Logic and the drug war

One of the predictable characteristics of the drug war is how we lurch from danger to danger — with each substance at some point being described as the most ominous threat to the republic.

From marijuana to heroin, from LSD to cocaine, from crack to ecstasy, from methampetemine to steroids — each over the past eight decades has taken its trendy turn as the threat du jour.

All the better to justify the billions of dollars this country spends each year on the drug war.

Earlier this month, the U.S. Supreme Court took a small step toward sanity by ruling that judges can use their discretion when it comes to sentencing guideline disparities between those convicted of crack cocaine offenses and those busted on powdered cocaine charges.

And this week, The Associated Press reports that many experts now admit that the difference between crack and powdered cocaine have been largely exaggerated.

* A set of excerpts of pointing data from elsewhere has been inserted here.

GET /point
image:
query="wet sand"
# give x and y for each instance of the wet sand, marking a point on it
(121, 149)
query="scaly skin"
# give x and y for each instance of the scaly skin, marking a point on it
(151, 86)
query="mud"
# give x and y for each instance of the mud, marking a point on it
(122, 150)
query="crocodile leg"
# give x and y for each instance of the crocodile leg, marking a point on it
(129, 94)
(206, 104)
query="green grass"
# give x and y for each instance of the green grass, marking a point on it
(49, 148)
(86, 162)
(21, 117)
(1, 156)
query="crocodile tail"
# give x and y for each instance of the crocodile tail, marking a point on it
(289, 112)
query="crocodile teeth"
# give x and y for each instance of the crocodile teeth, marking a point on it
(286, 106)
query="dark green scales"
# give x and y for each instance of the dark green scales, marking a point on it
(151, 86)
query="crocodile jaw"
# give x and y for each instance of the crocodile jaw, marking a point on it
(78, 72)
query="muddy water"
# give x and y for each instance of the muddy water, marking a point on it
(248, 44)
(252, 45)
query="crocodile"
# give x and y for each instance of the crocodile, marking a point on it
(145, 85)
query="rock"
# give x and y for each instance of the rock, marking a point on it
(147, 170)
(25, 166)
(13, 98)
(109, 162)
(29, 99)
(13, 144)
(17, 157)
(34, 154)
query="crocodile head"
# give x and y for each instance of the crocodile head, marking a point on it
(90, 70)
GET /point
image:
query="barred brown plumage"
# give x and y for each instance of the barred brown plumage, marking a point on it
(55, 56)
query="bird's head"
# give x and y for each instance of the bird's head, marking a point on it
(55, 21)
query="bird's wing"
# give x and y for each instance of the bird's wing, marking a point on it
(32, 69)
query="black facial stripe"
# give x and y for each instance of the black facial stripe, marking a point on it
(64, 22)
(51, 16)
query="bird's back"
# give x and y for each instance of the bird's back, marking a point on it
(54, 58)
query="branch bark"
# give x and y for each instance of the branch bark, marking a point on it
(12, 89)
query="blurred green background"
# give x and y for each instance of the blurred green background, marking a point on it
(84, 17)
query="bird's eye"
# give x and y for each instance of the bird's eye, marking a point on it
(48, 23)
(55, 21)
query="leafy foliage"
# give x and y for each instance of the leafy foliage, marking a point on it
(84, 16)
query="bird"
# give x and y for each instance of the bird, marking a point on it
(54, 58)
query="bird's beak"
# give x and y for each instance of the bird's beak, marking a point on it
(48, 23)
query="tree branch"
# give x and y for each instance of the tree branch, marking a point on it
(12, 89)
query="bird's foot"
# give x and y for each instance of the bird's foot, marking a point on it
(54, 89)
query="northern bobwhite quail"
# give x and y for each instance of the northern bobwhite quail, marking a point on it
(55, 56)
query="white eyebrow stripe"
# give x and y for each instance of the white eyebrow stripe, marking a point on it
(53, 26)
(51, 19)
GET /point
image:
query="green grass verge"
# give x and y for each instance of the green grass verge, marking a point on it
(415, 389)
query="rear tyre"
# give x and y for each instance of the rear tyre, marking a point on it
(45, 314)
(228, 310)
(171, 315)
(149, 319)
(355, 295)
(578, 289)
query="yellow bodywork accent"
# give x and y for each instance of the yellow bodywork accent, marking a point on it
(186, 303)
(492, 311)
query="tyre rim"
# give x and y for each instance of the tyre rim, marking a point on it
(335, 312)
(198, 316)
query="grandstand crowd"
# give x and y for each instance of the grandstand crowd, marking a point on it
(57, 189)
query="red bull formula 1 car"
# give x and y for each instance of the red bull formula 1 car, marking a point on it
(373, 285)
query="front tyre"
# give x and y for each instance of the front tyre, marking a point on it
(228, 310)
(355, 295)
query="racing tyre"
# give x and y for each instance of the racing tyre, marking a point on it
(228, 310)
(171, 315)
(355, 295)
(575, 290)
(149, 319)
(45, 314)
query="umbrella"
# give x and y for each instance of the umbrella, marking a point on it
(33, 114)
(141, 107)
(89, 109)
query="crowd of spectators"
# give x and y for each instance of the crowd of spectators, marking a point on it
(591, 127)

“You had politicians manipulating fear, and instead of being seen as a more direct mode of ingestion of a very old drug, it became a demonic new substance,” said Craig Reinarman, a sociology and legal-studies professor at the University of California at Santa Cruz, on the panic in the 1980s about crack cocaine.

Added John Steer, a member of the U.S. Sentencing Commission, “The bottom-line conclusion is that for punishment purposes, they should be treated much more similarly than they are now. That’s based upon the fact that in the real world, they are not as different overall as was initially thought.”

Logic is not a trait normally associated with the country’s war on drugs. In this case, though, it appears to have finally made a bit of headway.